Unfortunately, it was nearly impossible for Laura to see the all too cliched big picture. Her mind went from piece to piece to piece. It couldn’t focus on creating pictures full of wonder and beauty. It focused on putting one more piece in its place amidst depressive and manic episodes which meant some days pieces were flying into place – success at work, laughter with family and friends and great runs only to be followed by throwing the pieces to the floor leaving fragments of the puzzle together as she screamed with mental anguish oozing from her pores while collapsing into a 3 day depressive state of sleep. She felt worthwhile when the pieces of her life seemed to fit together, but more than not they were lost under the couch or too hard to find in the sea of pieces that all looked the same.

 

To me, that is the story of Laura’s bipolar – a puzzle always in progress.

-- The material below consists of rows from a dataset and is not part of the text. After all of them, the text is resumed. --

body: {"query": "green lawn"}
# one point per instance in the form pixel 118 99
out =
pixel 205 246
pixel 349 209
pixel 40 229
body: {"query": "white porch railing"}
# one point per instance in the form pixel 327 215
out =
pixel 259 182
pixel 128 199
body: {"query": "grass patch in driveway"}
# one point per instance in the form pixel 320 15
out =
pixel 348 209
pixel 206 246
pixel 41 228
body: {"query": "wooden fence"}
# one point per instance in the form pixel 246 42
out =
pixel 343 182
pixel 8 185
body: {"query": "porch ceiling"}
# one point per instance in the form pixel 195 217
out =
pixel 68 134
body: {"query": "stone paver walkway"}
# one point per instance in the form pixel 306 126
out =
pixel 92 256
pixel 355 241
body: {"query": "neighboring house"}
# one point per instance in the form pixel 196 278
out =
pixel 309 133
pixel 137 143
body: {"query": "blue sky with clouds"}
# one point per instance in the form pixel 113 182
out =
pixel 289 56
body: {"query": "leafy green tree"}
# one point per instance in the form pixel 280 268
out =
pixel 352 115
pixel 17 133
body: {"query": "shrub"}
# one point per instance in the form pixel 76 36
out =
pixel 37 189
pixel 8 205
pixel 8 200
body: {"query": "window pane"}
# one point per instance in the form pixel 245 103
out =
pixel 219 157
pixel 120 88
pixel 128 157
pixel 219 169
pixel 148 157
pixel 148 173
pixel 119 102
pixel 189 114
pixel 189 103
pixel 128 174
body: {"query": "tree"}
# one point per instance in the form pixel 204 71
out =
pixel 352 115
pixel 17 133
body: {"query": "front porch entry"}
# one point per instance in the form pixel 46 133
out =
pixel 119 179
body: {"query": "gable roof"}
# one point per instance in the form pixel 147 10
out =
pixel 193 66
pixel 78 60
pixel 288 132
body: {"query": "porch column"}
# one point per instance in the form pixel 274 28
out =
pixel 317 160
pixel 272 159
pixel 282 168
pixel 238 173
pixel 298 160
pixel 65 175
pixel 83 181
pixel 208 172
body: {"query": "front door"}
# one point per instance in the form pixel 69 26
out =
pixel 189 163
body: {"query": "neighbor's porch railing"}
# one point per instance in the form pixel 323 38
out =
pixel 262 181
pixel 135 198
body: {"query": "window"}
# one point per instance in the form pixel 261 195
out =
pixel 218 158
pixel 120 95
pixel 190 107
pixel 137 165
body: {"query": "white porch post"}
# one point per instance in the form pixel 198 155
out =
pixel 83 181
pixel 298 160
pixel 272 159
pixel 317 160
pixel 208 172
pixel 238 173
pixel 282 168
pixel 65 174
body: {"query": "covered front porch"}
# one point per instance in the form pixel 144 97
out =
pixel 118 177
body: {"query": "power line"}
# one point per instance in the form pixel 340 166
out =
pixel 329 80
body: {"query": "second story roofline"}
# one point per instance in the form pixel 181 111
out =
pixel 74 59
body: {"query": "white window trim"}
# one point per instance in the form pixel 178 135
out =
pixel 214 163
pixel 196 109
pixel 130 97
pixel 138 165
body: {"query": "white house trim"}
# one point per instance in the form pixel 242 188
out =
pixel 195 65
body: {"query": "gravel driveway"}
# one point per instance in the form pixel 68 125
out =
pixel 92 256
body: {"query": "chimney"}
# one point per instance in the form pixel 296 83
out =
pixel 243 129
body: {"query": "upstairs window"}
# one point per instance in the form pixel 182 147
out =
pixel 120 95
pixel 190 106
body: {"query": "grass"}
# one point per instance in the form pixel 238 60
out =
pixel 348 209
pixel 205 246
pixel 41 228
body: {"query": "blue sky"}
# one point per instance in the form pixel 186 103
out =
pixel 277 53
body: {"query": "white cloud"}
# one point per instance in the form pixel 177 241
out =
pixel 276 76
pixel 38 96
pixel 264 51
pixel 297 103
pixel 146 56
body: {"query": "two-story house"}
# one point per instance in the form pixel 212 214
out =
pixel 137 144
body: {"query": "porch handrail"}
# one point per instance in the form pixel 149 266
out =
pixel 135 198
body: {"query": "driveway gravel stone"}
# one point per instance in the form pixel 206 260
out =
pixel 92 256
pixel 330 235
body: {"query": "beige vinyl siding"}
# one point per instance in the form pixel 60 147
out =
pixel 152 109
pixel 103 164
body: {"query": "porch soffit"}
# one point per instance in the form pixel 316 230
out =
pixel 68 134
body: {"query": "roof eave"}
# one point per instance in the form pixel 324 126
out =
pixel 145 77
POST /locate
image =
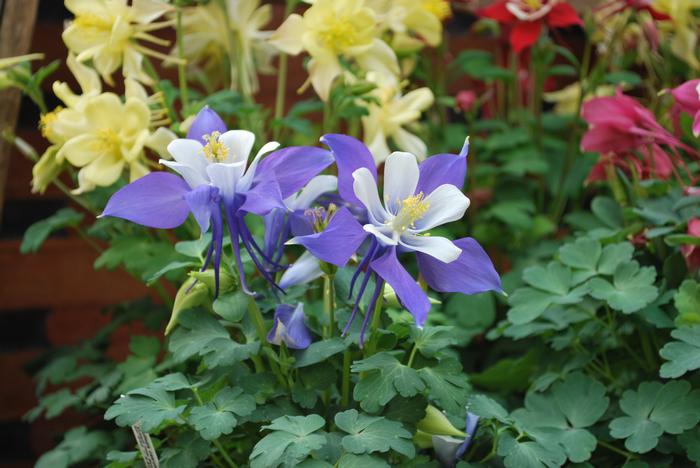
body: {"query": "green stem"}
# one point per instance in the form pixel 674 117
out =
pixel 329 303
pixel 345 386
pixel 182 75
pixel 259 323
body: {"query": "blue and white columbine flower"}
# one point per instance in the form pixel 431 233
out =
pixel 217 177
pixel 289 327
pixel 416 198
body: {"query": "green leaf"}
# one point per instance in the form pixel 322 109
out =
pixel 528 454
pixel 38 232
pixel 232 306
pixel 683 354
pixel 370 434
pixel 320 351
pixel 202 335
pixel 687 301
pixel 291 441
pixel 151 406
pixel 561 416
pixel 219 416
pixel 447 385
pixel 385 378
pixel 631 290
pixel 654 409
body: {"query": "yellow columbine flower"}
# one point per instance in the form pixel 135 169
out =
pixel 684 27
pixel 410 18
pixel 208 36
pixel 387 119
pixel 331 29
pixel 108 33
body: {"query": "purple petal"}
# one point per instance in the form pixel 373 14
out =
pixel 206 122
pixel 442 169
pixel 289 327
pixel 155 200
pixel 350 154
pixel 293 167
pixel 202 201
pixel 263 198
pixel 473 272
pixel 338 242
pixel 409 293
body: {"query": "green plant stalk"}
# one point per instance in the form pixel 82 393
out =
pixel 216 442
pixel 329 303
pixel 181 72
pixel 259 323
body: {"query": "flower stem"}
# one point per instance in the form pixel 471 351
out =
pixel 259 323
pixel 216 442
pixel 329 303
pixel 182 75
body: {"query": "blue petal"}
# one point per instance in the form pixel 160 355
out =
pixel 206 122
pixel 350 154
pixel 442 169
pixel 202 201
pixel 473 272
pixel 293 167
pixel 155 200
pixel 338 242
pixel 409 293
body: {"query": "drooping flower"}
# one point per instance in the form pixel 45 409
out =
pixel 623 130
pixel 388 117
pixel 333 29
pixel 415 200
pixel 209 30
pixel 413 22
pixel 289 327
pixel 687 98
pixel 217 177
pixel 110 32
pixel 527 18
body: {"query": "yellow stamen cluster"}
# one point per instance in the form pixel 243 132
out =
pixel 412 209
pixel 215 150
pixel 338 34
pixel 439 8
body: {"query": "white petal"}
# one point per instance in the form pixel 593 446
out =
pixel 247 179
pixel 226 177
pixel 306 269
pixel 439 247
pixel 314 189
pixel 365 189
pixel 446 204
pixel 192 176
pixel 239 144
pixel 400 179
pixel 381 236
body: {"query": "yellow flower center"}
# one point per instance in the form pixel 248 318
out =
pixel 215 150
pixel 89 21
pixel 412 209
pixel 45 122
pixel 439 8
pixel 108 140
pixel 338 34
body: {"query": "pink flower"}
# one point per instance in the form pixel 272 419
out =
pixel 687 98
pixel 465 100
pixel 692 252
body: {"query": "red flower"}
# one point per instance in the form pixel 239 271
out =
pixel 528 16
pixel 692 252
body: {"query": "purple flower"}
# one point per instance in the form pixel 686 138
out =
pixel 416 199
pixel 217 177
pixel 289 327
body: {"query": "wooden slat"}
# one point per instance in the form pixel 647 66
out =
pixel 15 37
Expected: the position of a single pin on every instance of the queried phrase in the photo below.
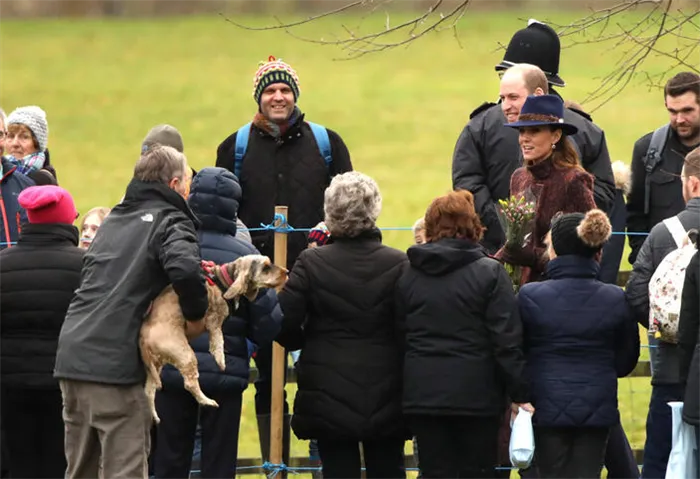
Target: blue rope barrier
(285, 227)
(273, 469)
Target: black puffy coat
(340, 309)
(214, 198)
(285, 171)
(580, 336)
(487, 153)
(688, 345)
(463, 333)
(38, 278)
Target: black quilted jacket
(38, 278)
(286, 171)
(339, 307)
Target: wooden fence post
(278, 353)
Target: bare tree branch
(661, 34)
(666, 34)
(356, 44)
(281, 25)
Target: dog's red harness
(213, 279)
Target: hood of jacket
(572, 266)
(215, 196)
(443, 256)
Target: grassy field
(105, 83)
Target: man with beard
(657, 160)
(487, 153)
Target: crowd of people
(433, 344)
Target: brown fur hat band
(580, 234)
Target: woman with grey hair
(340, 310)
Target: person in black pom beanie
(579, 337)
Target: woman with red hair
(463, 358)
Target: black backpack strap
(652, 159)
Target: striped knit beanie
(275, 71)
(33, 118)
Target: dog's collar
(213, 279)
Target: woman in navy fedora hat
(551, 177)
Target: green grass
(105, 83)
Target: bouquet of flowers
(517, 216)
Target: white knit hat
(33, 118)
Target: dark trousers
(178, 412)
(383, 459)
(697, 452)
(619, 458)
(35, 433)
(657, 447)
(570, 452)
(457, 447)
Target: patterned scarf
(273, 129)
(28, 164)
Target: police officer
(486, 153)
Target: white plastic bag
(682, 463)
(522, 440)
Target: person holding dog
(147, 242)
(214, 198)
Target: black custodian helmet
(539, 45)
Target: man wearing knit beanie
(280, 158)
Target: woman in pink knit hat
(37, 279)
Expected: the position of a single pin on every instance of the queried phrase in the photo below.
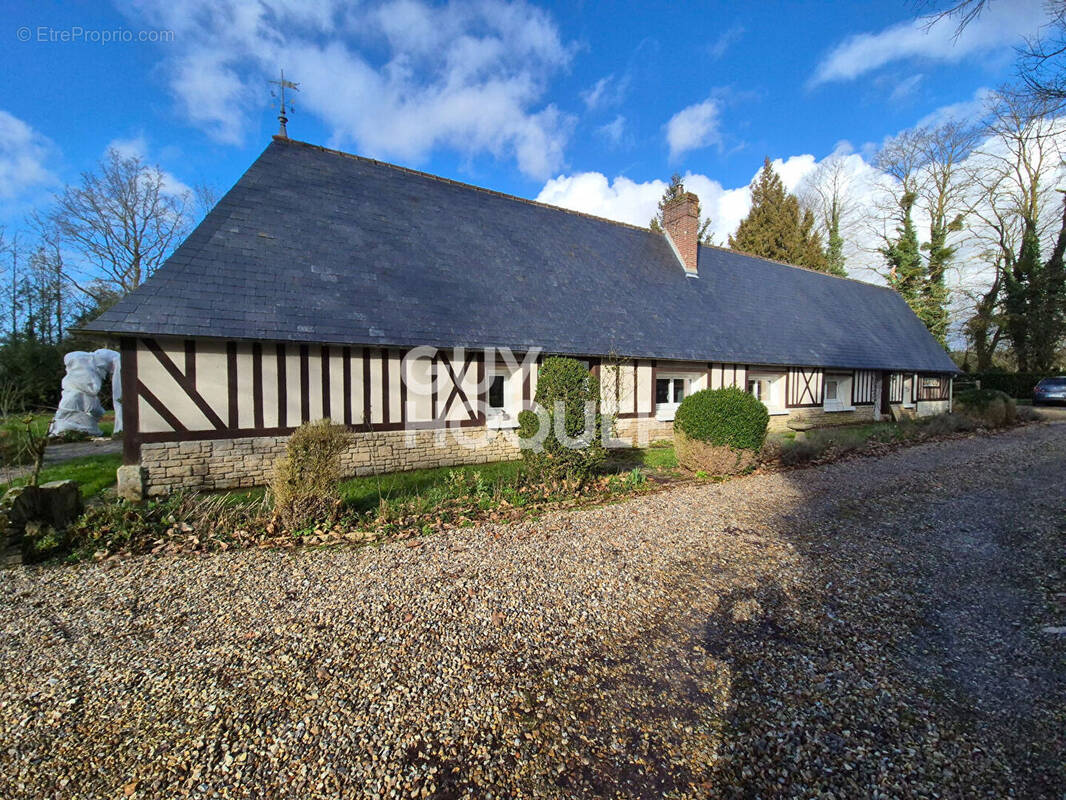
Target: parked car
(1050, 392)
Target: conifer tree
(906, 269)
(1034, 294)
(776, 227)
(835, 248)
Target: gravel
(873, 627)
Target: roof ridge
(452, 181)
(527, 201)
(794, 266)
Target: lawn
(366, 494)
(13, 434)
(94, 474)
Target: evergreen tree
(1033, 303)
(1018, 296)
(934, 290)
(675, 190)
(906, 270)
(776, 227)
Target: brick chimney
(681, 224)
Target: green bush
(305, 486)
(1016, 384)
(728, 417)
(991, 406)
(31, 372)
(568, 382)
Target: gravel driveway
(869, 628)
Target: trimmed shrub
(720, 431)
(1016, 384)
(730, 417)
(566, 382)
(991, 408)
(700, 457)
(305, 483)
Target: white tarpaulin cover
(80, 408)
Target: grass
(365, 494)
(13, 434)
(94, 474)
(429, 486)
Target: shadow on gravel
(906, 656)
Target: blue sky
(584, 105)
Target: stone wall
(242, 463)
(246, 462)
(642, 431)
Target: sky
(588, 106)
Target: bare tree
(119, 222)
(1013, 177)
(925, 166)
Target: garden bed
(424, 501)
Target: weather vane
(284, 84)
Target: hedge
(728, 417)
(566, 381)
(1016, 384)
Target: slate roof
(316, 245)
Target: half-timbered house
(415, 309)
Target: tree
(1042, 59)
(120, 222)
(826, 192)
(906, 270)
(777, 227)
(925, 166)
(675, 190)
(1013, 175)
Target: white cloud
(693, 127)
(636, 203)
(958, 112)
(606, 93)
(905, 88)
(725, 40)
(23, 154)
(394, 80)
(1001, 26)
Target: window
(502, 411)
(769, 387)
(669, 393)
(837, 393)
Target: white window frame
(909, 393)
(665, 412)
(843, 399)
(505, 417)
(775, 397)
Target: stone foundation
(820, 417)
(242, 463)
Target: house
(415, 310)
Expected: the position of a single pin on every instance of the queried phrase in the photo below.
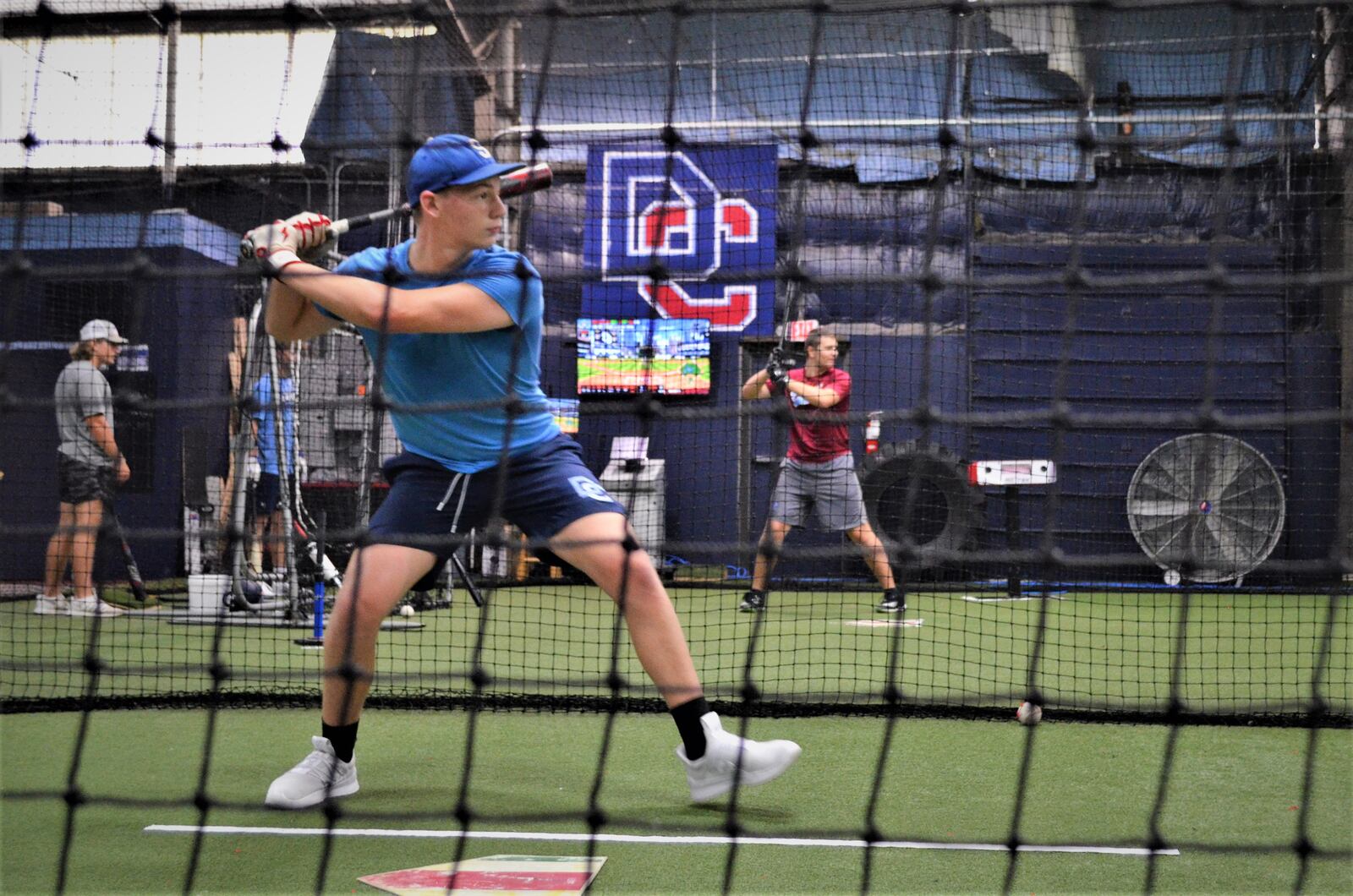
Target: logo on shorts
(590, 489)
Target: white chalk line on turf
(643, 838)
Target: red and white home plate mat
(498, 875)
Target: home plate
(500, 875)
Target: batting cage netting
(945, 358)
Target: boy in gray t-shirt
(83, 393)
(88, 465)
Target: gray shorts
(79, 482)
(825, 490)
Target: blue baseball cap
(452, 160)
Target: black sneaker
(753, 603)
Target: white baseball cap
(101, 329)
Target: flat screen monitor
(628, 355)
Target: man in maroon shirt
(818, 475)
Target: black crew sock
(342, 738)
(687, 723)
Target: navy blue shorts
(545, 490)
(267, 494)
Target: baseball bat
(518, 183)
(328, 571)
(139, 587)
(464, 576)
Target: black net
(1084, 265)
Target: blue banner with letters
(707, 214)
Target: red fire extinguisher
(872, 429)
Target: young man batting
(452, 320)
(818, 475)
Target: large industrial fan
(1206, 508)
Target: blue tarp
(881, 85)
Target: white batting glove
(310, 232)
(283, 243)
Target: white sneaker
(318, 776)
(45, 605)
(92, 607)
(712, 774)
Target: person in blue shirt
(453, 326)
(267, 504)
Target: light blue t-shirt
(440, 369)
(268, 427)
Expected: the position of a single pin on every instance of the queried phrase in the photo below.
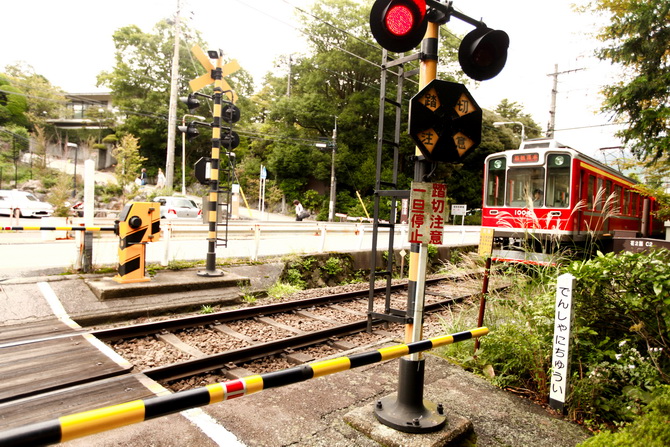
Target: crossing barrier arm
(67, 228)
(90, 422)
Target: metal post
(408, 411)
(331, 207)
(482, 301)
(212, 203)
(183, 157)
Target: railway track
(65, 371)
(223, 343)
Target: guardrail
(184, 240)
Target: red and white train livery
(546, 191)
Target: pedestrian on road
(160, 182)
(300, 212)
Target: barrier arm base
(407, 411)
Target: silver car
(178, 207)
(23, 204)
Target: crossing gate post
(408, 411)
(138, 223)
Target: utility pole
(172, 112)
(554, 91)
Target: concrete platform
(173, 282)
(330, 411)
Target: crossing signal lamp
(398, 25)
(190, 130)
(230, 139)
(191, 102)
(483, 53)
(230, 113)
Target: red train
(547, 194)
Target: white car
(178, 207)
(23, 204)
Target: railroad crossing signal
(445, 121)
(202, 169)
(207, 78)
(398, 25)
(483, 53)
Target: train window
(617, 200)
(558, 181)
(626, 202)
(522, 183)
(600, 194)
(495, 188)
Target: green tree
(42, 99)
(129, 161)
(13, 105)
(140, 86)
(637, 38)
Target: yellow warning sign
(429, 138)
(463, 143)
(430, 100)
(465, 105)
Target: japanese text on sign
(561, 342)
(427, 213)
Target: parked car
(178, 207)
(23, 204)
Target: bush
(517, 351)
(620, 352)
(650, 430)
(620, 345)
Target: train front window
(558, 181)
(523, 185)
(495, 186)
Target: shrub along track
(191, 351)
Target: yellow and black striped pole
(68, 228)
(401, 411)
(213, 197)
(90, 422)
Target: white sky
(70, 42)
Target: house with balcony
(94, 113)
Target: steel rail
(236, 314)
(218, 361)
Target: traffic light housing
(191, 101)
(445, 121)
(230, 113)
(398, 25)
(191, 130)
(230, 139)
(483, 53)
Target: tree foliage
(128, 160)
(40, 98)
(637, 38)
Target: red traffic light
(398, 25)
(483, 53)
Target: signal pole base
(408, 412)
(211, 273)
(210, 264)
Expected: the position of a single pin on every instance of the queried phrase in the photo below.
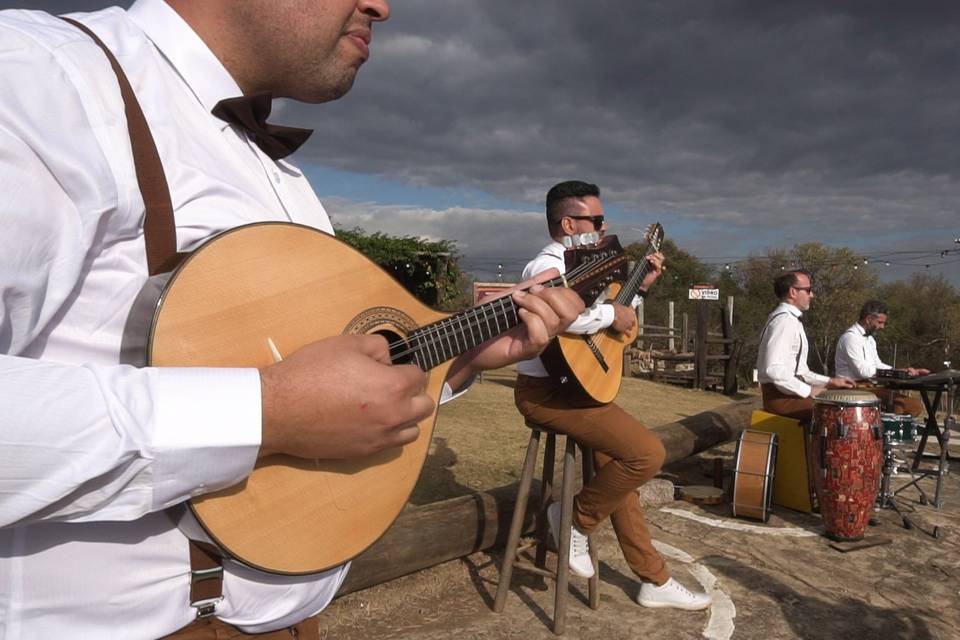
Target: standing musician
(626, 453)
(786, 382)
(97, 457)
(857, 358)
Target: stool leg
(563, 553)
(546, 493)
(516, 525)
(594, 583)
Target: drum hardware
(886, 498)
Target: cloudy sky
(740, 125)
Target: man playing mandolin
(626, 453)
(98, 457)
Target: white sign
(704, 294)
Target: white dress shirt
(92, 451)
(857, 356)
(594, 319)
(782, 356)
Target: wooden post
(700, 358)
(640, 308)
(672, 345)
(685, 333)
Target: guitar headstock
(591, 269)
(653, 236)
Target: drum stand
(886, 498)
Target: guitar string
(431, 334)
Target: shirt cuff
(208, 430)
(447, 393)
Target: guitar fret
(447, 330)
(415, 349)
(486, 319)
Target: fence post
(671, 342)
(640, 308)
(685, 333)
(700, 359)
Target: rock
(656, 493)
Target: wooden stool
(792, 482)
(511, 554)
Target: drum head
(847, 397)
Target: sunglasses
(597, 220)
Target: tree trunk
(430, 534)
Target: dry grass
(479, 439)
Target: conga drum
(846, 456)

I saw glimpses of the completed picture coming together one piece at a time; unfortunately, she did not. Laura often felt as if her bipolar disorder was a puzzle that she couldn’t complete. When she died, she left those pieces strewn all over the world. They aren’t lost, they are settling perfectly into someone else’s puzzle bringing him/her closer to seeing a whole picture.

 

Now, I puzzle more often than ever as it makes me feel connected to Laura, and it still empties my mind. And what’s amazing is that I find pieces of the Laura puzzle every day, and they make me smile; they help complete me. Yep, bipolar is a puzzle, but maybe it can be solved faster if we all look at the part of the picture we can see, and try to add a piece. Or even if we just pick up the pieces we find not leaving them lost or damaged. I think Laura would agree.